Agents also need a fast way to discover *which* datasets exist inside the allowed
workspace directories governed by `GDAL_MCP_WORKSPACES` and the path-validation
middleware (`src/middleware.py`).
We currently lack:
- A structured listing of workspace files categorized by type (raster/vector/other).
- A shared scanner that respects workspace boundaries, size, and filtering heuristics.
- Dedicated catalog resources to support questions like “what rasters are available?”
before the agent chooses a tool.
## Decision
Introduce a catalog resource suite backed by a shared scanner module:
### Shared Scanner (`src/shared/catalog/scanner.py`)

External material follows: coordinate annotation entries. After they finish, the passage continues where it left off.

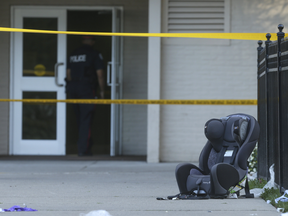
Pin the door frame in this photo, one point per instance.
(12, 69)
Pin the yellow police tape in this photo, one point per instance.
(139, 102)
(235, 36)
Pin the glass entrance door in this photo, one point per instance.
(116, 87)
(39, 62)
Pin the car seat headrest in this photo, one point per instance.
(214, 130)
(240, 128)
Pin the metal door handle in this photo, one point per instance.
(108, 73)
(109, 83)
(56, 73)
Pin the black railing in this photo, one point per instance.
(273, 108)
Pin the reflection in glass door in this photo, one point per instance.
(39, 74)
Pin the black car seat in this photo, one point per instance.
(223, 160)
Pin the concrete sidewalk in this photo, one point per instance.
(123, 188)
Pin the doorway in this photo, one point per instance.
(90, 21)
(38, 68)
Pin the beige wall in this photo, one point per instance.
(212, 72)
(134, 71)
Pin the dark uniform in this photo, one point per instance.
(83, 64)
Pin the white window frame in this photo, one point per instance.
(196, 41)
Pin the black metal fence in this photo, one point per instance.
(273, 108)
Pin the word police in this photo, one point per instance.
(79, 58)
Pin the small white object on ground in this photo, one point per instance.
(96, 213)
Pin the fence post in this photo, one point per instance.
(278, 151)
(267, 42)
(262, 116)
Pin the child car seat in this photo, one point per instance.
(223, 160)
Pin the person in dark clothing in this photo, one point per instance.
(85, 71)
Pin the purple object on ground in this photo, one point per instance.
(18, 208)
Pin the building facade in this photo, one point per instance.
(141, 68)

- Enumerate files beneath all configured workspaces (`src/config.get_workspaces()`).
- Use suffix heuristics to classify entries as raster, vector, or other assets.
- Return lightweight dictionaries or `ResourceRef` instances with path, size, driver/type hint,
and optional tags for planning.
- Offer filtering controls (e.g., include/exclude patterns, max depth, max results).
- Provide simple in-memory caching keyed by workspace roots and modification timestamps to
avoid repeated directory traversal during a single session.
### Resources (`src/resources/catalog/`)
- `catalog://workspace/all` — surface every discovered asset with basic metadata.
- `catalog://workspace/raster` — subset restricted to raster-friendly extensions
(e.g., `.tif`, `.tiff`, `.vrt`, `.nc`, `.img`).
- `catalog://workspace/vector` — subset restricted to vector formats
(e.g., `.geojson`, `.json`, `.gpkg`, `.shp`, `.kml`).
- Resources accept optional query parameters (e.g., `limit`, `extensions`, `include_hidden`).
- Resources enforce path validation by leaning on the shared scanner and never bypassing the middleware.
### Logging & Context (per ADR-0024)
- Resources log boundary messages only (start/end, summary) and rely on `ctx` for
progress if scanning becomes long-running.
- The scanner itself remains silent unless `ctx` is passed explicitly for debugging.
## Consequences
- **Positive**: Agents gain immediate visibility into available datasets, enabling
richer prompts and automated workflows. The shared scanner consolidates workspace
traversal logic, reducing duplication across future features (e.g., previews, indexing).
- **Negative**: Requires careful performance tuning for very large workspaces;
may need throttling or pagination in future iterations.
- **Neutral**: Classification heuristics start simple (extension-based) and can be
refined later with content sniffing if needed.
## Status
Proposed — implementation in progress.